Sin dar a Franchi tiempo de preguntar, Brunetti explicó:
– El equipo del laboratorio. Querrán tomar huellas. -Con una cortés inclinación de cabeza dedicada a la signora Invernizzi, que seguía la conversación con interés, Brunetti dijo-: La signora tuvo la precaución de quedarse fuera, por lo que, si han dejado huellas, ahí seguirán. Los técnicos querrán tomar las de ustedes -prosiguió, dirigiéndose a ambos-, para excluirlas de las del intruso. Y también las de los demás empleados, desde luego, pero eso puede esperar hasta mañana.
La signora Invernizzi asintió y Franchi la imitó.
– Y les agradeceré que no toquen nada hasta que mis hombres lo hayan examinado -agregó Brunetti.
– ¿Cuánto tardarán? -preguntó Franchi.
Brunetti miró el reloj y vio que eran casi las once.

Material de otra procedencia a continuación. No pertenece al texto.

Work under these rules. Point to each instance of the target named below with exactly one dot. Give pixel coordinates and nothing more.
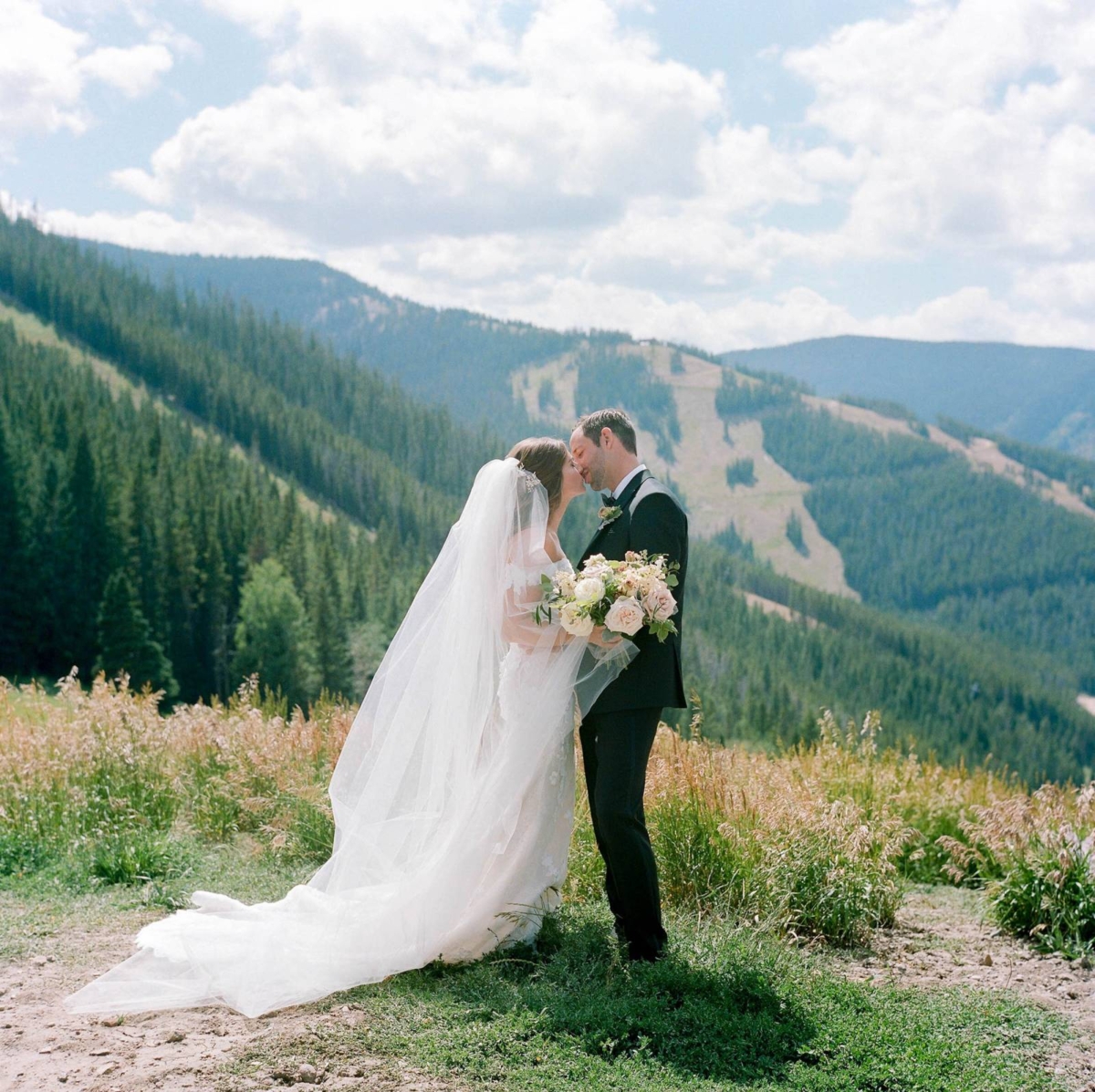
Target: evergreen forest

– Pueden venir ustedes a eso de las tres, dottore. Estoy seguro de que para entonces ellos ya habrán terminado.
– ¿Y puedo…? -empezó Franchi, pero pareció cambiar de idea-. Me gustaría salir a tomar un café. Volveré luego para que me tomen las huellas, ¿de acuerdo?
– Desde luego, dottore -respondió Brunetti.
El comisario esperó a ver si Franchi invitaba a la signora Invernizzi a acompañarlo, pero no fue así. El farmacéutico devolvió el telefonino a Brunetti, sorteó a Vianello, se alejó por el pasillo, salió a la calle y desapareció sin decir palabra.
– ¿Puedo irme a casa? -dijo la mujer-. Volveré dentro de una hora, pero me parece que me vendrá bien echarme un rato.
– Por supuesto, signora. ¿Quiere que la acompañe el inspector?
Ella sonrió por primera vez y rejuveneció diez años.
– Muy amable. Pero vivo cerca, al otro lado del puente. Volveré antes del almuerzo, ¿conforme?
– Está bien, signora -dijo Brunetti y la acompañó hasta la puerta de la calle lateral. Salió con ella, la despidió y la vio alejarse. Al llegar a la desembocadura de la calle en el campo Sant'Angelo, la mujer se volvió y agitó ligeramente la mano.
Brunetti le devolvió el saludo y entró otra vez en la farmacia.
CAPÍTULO 17
– ¿«Esa especie de caja metálica», Lorenzo? -preguntó Brunetti-. ¿Es una forma avanzada de lenguaje cibernética para designar «unidad central»? -Le pareció que había conseguido disimular el orgullo que sentía por poder utilizar el término con tanta naturalidad.